Is “Richard Jewell” worth a winter date night? Yes, but with some caveats.
This recounting of the story of Richard Jewell, who was falsely accused by the FBI and the media of the 1996 Atlanta Olympics bombing before fighting back, is a compelling drama with some terrific performances across the board under Clint Eastwood’s impressive direction.
The heroic story of a man who fought back against corruption is often rousing and should inspire plenty of interesting conversation for those who like serious films. However, it’s a pretty heavy movie if you’re looking for a light and fun night out.
There’s plenty of arguing going on in America these days across the political divide. The non-stop, 24-hour news cycle ratchets up the tension and makes it easy for people on both sides to argue over which stories are real and which are altered for an agenda.
This film shines a fascinating light on perhaps the first and most notorious example of how a media frenzy managed to get things so wrong it nearly ruined a man’s life.
Jewell was a security guard at the 1996 Atlanta Olympics who discovered a suspicious backpack under a bench in the city’s Centennial Park amid a related concert attended by thousands.
His eagle-eyed ability to spot the bag and his insistence on moving the crowds as quickly as possible from the scene before it exploded helped save numerous lives.
But when the FBI was pressured to find the bomber and couldn’t settle on a suspect quickly, agents used Jewell as a convenient scapegoat and tried to set him up for a media downfall and prison.
The movie reveals how it all went down, serving as a timely reminder to not believe everything you see in the media – while also offering a portrait of friendship and family overcoming daunting circumstances.
A shocking story of FBI overreach and media abuse
“Richard Jewell” opens on its namesake (Paul Walter Houser) in 1986, working as a sweet but socially awkward supply clerk in a large law firm who befriends a hot-headed attorney named Watson Bryant (Sam Rockwell).
Richard reveals that his dream is to go into law enforcement. He’s soon off to working as a college campus security guard. There, he’s fired for being overly zealous about student partying.
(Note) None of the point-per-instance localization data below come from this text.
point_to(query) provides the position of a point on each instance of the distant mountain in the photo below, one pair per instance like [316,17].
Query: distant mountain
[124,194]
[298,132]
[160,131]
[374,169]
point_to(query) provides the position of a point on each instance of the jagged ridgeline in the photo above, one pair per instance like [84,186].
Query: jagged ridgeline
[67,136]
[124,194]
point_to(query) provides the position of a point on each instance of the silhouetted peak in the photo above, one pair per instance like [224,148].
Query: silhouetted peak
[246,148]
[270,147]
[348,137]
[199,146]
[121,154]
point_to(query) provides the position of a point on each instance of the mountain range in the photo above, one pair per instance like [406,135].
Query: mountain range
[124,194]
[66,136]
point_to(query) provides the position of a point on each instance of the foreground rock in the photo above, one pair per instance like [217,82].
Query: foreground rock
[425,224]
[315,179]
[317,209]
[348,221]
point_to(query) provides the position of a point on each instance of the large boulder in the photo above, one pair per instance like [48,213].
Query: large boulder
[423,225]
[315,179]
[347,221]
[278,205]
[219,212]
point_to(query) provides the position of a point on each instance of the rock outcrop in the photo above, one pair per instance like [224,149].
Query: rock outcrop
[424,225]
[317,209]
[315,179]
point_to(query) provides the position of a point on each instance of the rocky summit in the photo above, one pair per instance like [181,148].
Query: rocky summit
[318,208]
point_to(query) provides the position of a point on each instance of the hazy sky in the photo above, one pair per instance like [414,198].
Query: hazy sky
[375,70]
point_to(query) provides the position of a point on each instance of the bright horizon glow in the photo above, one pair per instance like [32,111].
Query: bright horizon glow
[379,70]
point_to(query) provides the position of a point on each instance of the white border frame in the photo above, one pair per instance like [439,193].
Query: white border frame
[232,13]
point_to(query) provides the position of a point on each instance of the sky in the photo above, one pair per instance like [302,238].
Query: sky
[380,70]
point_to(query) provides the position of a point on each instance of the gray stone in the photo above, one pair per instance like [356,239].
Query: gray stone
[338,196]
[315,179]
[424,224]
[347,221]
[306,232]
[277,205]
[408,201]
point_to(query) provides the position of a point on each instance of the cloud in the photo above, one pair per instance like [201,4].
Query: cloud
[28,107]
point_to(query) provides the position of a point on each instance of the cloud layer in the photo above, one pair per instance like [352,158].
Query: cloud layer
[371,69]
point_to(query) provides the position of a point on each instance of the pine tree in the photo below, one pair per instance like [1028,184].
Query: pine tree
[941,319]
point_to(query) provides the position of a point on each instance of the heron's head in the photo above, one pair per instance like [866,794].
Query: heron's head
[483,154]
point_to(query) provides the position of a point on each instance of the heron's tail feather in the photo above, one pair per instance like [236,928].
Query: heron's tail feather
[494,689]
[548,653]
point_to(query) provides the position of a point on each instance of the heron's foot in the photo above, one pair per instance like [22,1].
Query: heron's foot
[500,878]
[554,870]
A decade later, he’s working as a security guard at the Olympics.
Then, the notorious bomb goes off.
At first, the media paints him as a hero. But his former college boss phones the FBI with his concerns that Richard was always looking for a big opportunity to save the day.
Suddenly, the lovable lug is swarmed by media in a wave of negative publicity after an unscrupulous agent (Jon Hamm) trades Jewell’s name as a tip to overly ambitious reporter named Kathy Scruggs (Olivia Wilde) in exchange for sex.
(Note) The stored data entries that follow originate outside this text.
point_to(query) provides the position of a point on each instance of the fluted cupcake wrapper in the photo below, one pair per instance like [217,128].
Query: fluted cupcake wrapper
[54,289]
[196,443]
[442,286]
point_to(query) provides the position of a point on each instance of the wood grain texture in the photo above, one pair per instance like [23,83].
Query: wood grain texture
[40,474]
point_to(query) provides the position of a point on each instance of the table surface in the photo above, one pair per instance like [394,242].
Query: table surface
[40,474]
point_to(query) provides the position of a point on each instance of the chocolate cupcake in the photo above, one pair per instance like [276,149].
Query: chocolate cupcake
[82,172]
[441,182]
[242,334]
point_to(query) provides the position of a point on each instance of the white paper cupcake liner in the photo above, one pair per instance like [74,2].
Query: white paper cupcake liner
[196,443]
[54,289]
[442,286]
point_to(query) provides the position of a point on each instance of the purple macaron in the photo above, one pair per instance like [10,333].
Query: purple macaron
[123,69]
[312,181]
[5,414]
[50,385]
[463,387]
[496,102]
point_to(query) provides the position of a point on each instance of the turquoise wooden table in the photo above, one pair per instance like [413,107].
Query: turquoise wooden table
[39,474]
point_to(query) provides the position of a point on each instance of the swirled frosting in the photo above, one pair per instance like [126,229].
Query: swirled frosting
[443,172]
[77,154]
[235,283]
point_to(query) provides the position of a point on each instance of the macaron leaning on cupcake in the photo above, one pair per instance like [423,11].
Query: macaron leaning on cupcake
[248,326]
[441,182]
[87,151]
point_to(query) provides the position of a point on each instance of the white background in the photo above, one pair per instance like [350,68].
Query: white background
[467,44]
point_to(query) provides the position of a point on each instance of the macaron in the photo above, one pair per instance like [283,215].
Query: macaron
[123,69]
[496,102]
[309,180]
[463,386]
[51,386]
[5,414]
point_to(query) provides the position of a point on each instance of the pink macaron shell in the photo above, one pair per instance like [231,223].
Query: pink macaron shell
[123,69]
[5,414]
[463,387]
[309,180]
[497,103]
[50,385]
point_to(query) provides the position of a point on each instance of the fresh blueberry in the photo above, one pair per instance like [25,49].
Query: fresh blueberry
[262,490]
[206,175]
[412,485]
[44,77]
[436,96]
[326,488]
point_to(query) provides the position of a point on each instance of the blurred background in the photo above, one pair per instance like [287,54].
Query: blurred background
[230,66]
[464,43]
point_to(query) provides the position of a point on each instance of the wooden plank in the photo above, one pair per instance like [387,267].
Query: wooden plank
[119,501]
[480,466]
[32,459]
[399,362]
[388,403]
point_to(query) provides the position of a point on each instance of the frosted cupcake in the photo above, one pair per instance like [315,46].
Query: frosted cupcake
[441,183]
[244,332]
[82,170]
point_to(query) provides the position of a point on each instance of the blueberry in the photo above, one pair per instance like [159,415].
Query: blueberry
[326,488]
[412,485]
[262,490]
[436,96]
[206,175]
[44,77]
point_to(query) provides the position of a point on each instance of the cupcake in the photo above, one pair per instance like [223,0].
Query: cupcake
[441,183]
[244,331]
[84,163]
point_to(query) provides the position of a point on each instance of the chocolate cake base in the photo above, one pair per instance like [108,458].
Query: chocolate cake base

With his devastated mother (Kathy Bates) steadfastly at his side, and his old friend Watson determined to help clear his name, Richard has to make a stand.
The twists and turns from that point make for a jaw-dropping exploration of government overreach and media abuse, while also offering up a deeply human tale of a classic underdog.
Writer Billy Ray injects the tale with some great moments of wit as Richard repeatedly confounds Watson by giving up way too much information too easily to the feds and shooting himself in the foot in the process.
Clint Eastwood delivers a movie that hits the emotions perfectly
Those humorous moments balance out some truly powerful moments. These come particularly from Houser and Bates as they each undergo breaking points.
This is easily Bates’ best role in many years. She’s already been nominated for a Golden Globe for her performance, melding fierce dignity with heartbreaking frustration to create a portrait of a truly great mother in dire circumstances she barely understands.
Hamm is full of smarm as the FBI agent who tries to bend rule after rule to force closure on the case, while Wilde brings plenty of fire to her role as the reporter who unleashed hell upon Richard with her desire for the scoop on the bombing suspect.
Rockwell is an exemplar of decency, fighting for his friend even when the whole world has turned against him.
But Houser is the true wonder of the film, fully embodying the real-life Jewell on every level in an absolutely stunning and immersive performance.
The story here is so incredible that Eastwood wisely lays it out with a straightforward approach that barely uses a musical score and just lets the viewer dive into the nightmare Richard endured.
The panicked moments leading up to the bomb detonating wring maximum tension and round the film out as a strongly emotional experience.
It’s hard to believe that he’s pulling off this big a film at eighty-nine years old.
While Eastwood handles the bombing and its deadly aftermath in a harrowing yet still tasteful way, the movie does dish out a lot of foul language throughout, so fair warning to those who might be particularly offended by that.
But this is a tough story well told, and while “Richard Jewell” isn’t a lighthearted romp or a romance, it is a movie that will give you plenty to talk about afterwards.